By Chris Emper, JD, MBA, government affairs advisor, NextGen Healthcare, Inc.
Since the start of the Covid-19 pandemic last year, physicians have been forced to deal with constant regulatory changes. Some of those changes have been minor and fairly inconsequential, while others have been major and disruptive. The changes have come from every level of government — federal, state, and local. Overall, this dynamic has added to an already very challenging environment for physicians and other healthcare providers.
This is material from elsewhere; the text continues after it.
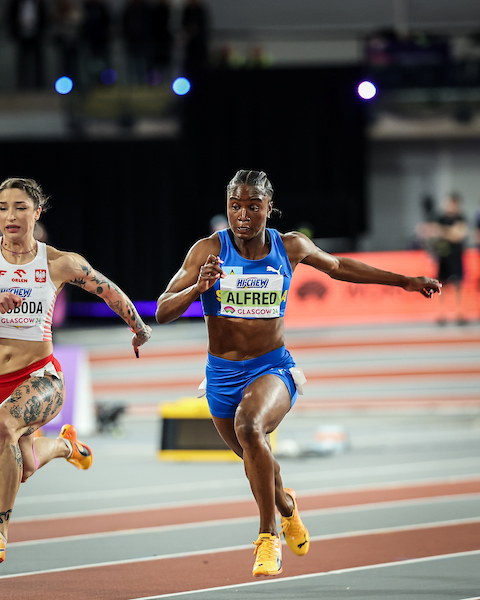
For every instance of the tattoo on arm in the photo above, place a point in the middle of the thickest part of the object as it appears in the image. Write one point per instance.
(18, 455)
Now, as the calendar flips to November and we find ourselves officially 20 months into the pandemic and ten months into a new presidential administration, there are no signs that the pace of regulatory change is slowing. Conversely, as we look ahead to the new year, the pace of regulatory change seems poised to accelerate.
For providers struggling to keep up with all of the changes and wondering what to expect in 2022, here are three key issues to watch:
Early in the pandemic, the Centers for Medicare and Medicaid Services (CMS) issued a series of regulatory waivers to expand access to telehealth services in Medicare. Statutory requirements for a patient to be located in a rural area and physically present at a healthcare facility were relaxed to allow the delivery of telehealth services to patients anywhere geographically and physically, including at a patient’s home. Reimbursement amounts were also increased to the same level as for in-person visits.
While these rule changes have been game-changing for telehealth, they are only temporary, lasting as long as the duration of the federal public health emergency declaration. In response, bipartisan efforts in Congress are underway to pass legislation to extend some of these policies beyond the end of the emergency. While we currently don’t know when the emergency will end, or when and how Congress will act on telehealth, sometime in 2022 seems likely. Likewise, states that did not enact laws in 2021 to permanently change Medicaid and commercial payer telehealth policies are likely to do so in 2022.
In 2020, the Office of the National Coordinator for Health Information Technology (ONC) released a final rule that implements the interoperability requirements of the 2016 21st Century Cures Act law. As a result of that rule, new federal information blocking mandates went into effect on April 5, 2021. The mandates require healthcare providers — in addition to certified health IT developers, networks, and exchanges — to respond to data exchange requests and generally refrain from actions that are likely to “interfere with access, exchange, or use of electronic health information”.
Even though the rules went into effect in April, HHS is not enforcing them and has yet to even define what the penalties will be for providers who violate them. The industry is actively awaiting the release of those details, which will likely come at some point next year. The scope of electronic health information covered by the rules is also set to expand on October 6, 2022, creating another regulatory hurdle for providers and health IT developers.
Value-based payment models
During the pandemic, the transition to value-based reimbursement stalled as CMS exempted providers from both the reporting requirements and financial penalties of key programs such as the Medicare Shared Savings Program (MSSP) and Merit-Based Incentive Payment System (MIPS.) This followed CMS’s moves under the direction of the Trump Administration to transition MIPS into MIPS Value Pathways, accelerate the transition to risk for ACOs under the Pathways to Success program redesign, and introduce new advanced risk models such as Primary Care First.
Before the start of the 2022 performance period in January, the Biden Administration’s newly installed leadership team at CMS will be forced to decide whether to continue forward with these reforms, reverse course, or head in a different direction. Given the importance of these programs both clinically and financially, providers are actively awaiting these decisions and hoping to get some clarity from CMS as soon as possible.
Beyond these issues, providers should also be on the lookout for additional regulatory changes tied to the Covid-19 pandemic, including those related to federal aid programs. The Democratic-led Congress and Biden Administration are also pushing to pass into law expansions of Medicare, Medicaid, and the Affordable Care Act, each of which could have an impact on insurance coverage, payer mix, and reimbursement for providers.